La historia que cuenta “Flores rojas” gira en torno a una mujer, casada a la fuerza dentro de una ficticia secta islámica llamada “Los mortales”, que trata de liberar a su hija de la influencia de esa comunidad.
Aunque es una ficción, Ismailaga, una influyente cofradía de Estambul, parece haberse sentido identificada con el argumento y ha pedido que se cancele la serie.
En un mensaje difundido el 21 de diciembre, tras la emisión de solo un capítulo, este grupo tildó de “inaceptable” que un programa de televisión “insulte a la religión y a los religiosos” y exigió eliminarlo de la parrilla chica.
Pese a que esta telenovela tenía gran audiencia, el Consejo de Radiotelevisión (RTÜK), dependiente del gobierno, impuso a la emisora, FOX TV, una multa económica y la suspensión de la emisión durante dos semanas con el argumento de “vulnerar los valores nacionales y espirituales y la moral”.
Un juzgado confirmó el pasado lunes la decisión y suspendió la emisión del tercer capítulo hasta el próximo día 22.
Además, el Ministerio de Familia y Asuntos Sociales y el de Cultura y Turismo han retirado los permisos de rodaje en espacios bajo su gestión, y la productora tuvo que buscar otras localizaciones.
“Hay una guerra entre el sector laico de la sociedad y el islamista conservador, con el Gobierno respaldando al segundo. El debate por ‘Flores Rojas’ se debe leer en este contexto”, explica a EFE el sociólogo Mustafa Sen.
Ismailaga impone a sus miembros un estilo de vida fundamentalista. En el barrio de Estambul donde esta secta domina la vida pública, los hombres visten calzones amplios, túnica y turbante, y las mujeres van tapadas enteramente con el hiyab negro que deja ver sólo el rostro y las manos.
La comunidad mantiene colegios coránicos, ofrece cursos religiosos y difunde su visión ultraortodoxa del islam entre los 130,000 seguidores que tiene en X, antes Twitter, y los 300,000 de Instagram, así como en revistas y un canal de televisión propio.
El grupo está bien relacionado con el Gobierno que preside el islamista Recep Tayyip Erdogan.

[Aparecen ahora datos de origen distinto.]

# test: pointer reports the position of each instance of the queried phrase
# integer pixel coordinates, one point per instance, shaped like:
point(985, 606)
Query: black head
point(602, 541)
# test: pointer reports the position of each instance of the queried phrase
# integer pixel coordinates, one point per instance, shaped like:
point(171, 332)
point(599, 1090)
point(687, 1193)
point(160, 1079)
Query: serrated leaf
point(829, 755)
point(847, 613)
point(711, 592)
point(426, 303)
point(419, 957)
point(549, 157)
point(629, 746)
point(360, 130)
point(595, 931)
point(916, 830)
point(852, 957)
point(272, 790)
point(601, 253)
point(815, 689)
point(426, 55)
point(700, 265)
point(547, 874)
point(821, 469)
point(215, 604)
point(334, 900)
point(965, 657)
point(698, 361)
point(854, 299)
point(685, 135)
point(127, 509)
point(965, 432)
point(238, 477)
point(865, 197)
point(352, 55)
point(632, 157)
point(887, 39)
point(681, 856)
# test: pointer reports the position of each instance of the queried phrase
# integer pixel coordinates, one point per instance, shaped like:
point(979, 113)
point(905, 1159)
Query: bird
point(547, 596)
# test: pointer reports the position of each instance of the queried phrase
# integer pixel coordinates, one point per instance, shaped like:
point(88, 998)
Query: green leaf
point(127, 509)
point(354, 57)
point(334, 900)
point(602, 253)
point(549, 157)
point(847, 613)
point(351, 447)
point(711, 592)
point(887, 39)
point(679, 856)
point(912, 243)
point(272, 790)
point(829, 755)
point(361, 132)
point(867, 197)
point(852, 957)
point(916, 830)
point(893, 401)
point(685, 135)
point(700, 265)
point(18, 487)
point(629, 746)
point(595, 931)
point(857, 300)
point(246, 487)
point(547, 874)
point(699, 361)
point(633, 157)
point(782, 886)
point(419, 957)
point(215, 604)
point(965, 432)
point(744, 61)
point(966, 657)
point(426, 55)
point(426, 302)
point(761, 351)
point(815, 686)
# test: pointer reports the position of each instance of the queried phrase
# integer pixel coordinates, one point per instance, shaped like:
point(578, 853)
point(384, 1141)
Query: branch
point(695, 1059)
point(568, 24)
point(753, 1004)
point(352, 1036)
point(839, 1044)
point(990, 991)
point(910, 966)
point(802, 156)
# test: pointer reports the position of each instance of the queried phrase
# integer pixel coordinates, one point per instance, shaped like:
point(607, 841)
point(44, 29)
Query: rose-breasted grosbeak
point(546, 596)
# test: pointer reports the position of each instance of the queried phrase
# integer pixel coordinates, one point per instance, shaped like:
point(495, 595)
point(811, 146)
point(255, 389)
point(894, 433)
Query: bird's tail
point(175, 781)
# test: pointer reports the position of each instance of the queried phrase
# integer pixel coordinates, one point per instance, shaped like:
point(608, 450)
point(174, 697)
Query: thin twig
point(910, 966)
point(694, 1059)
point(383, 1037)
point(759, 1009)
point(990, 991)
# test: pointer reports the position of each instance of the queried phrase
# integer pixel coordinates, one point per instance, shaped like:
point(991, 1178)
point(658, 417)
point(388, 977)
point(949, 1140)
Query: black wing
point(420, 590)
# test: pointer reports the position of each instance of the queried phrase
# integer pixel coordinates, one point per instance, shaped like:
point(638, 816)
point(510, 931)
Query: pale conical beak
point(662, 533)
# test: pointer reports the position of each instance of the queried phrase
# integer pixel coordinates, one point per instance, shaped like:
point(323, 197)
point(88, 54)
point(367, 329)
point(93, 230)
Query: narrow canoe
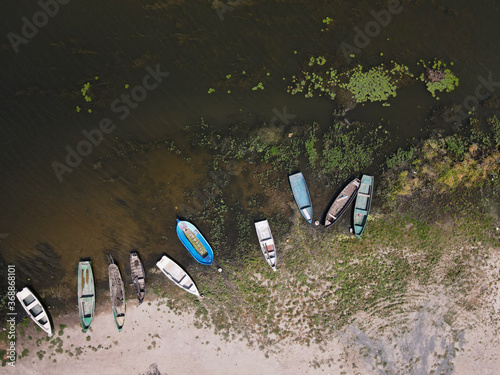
point(34, 309)
point(175, 273)
point(86, 294)
point(138, 276)
point(116, 293)
point(301, 195)
point(266, 242)
point(362, 205)
point(341, 202)
point(194, 241)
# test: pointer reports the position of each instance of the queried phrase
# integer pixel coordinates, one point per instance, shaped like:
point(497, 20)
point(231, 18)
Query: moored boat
point(138, 276)
point(194, 241)
point(301, 195)
point(86, 294)
point(175, 273)
point(341, 202)
point(116, 293)
point(35, 309)
point(362, 205)
point(266, 242)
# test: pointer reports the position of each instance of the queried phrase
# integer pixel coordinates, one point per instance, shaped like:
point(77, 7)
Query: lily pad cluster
point(438, 78)
point(377, 84)
point(316, 79)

“Los miembros de estas cofradías islámicas envían a sus hijos a instituciones coránicas, pero no a los colegios públicos laicos. Para ellos, la República turca es un espacio de infieles, no un país islámico”, analiza el teólogo Ibrahim Maras en el medio digital Medyascope.
Si alguien no sigue las indicaciones del jefe o líder religioso de la comunidad, esta corta toda relación con el disidente, agrega Maras.
En este ambiente se desarrolla ‘Flores Rojas’, creando una tensión emocional entre la madre protagonista, miembro de la cofradía, y un joven psiquiatra, republicano y laico, sin que falte una historia de dos niñas, una parte de la secta y la otra no, que son hermanas sin saberlo.
Para los sectores más religiosos, la telenovela denigra el islam en su conjunto, al atribuir estereotipos de autoritarismo e hipocresía a todos los creyentes.
La sumisión al líder religioso y la violencia, incluidos los abusos sexuales, son mucho peores en la vida diara de estas sectas que lo que muestra la telenovela, asegura en Medyascope también el teólogo Sahin Filiz.
Concretamente en Ismailaga se han registrado en las últimas décadas varios asesinatos, aparentemente parte de una lucha por el poder, y el año pasado una de sus ramas saltó a las noticias al imponerse severas condenas por abuso sexual a una familia que había casado a una niña con su profesor coránico.
De un vistazo
Poder en crecimiento
Las cofradías islámicas, poderosas en épocas otomanas, fueron ilegalizadas en bloque en la república laica fundada en 1925, pero en las últimas décadas su peso político ha aumentado.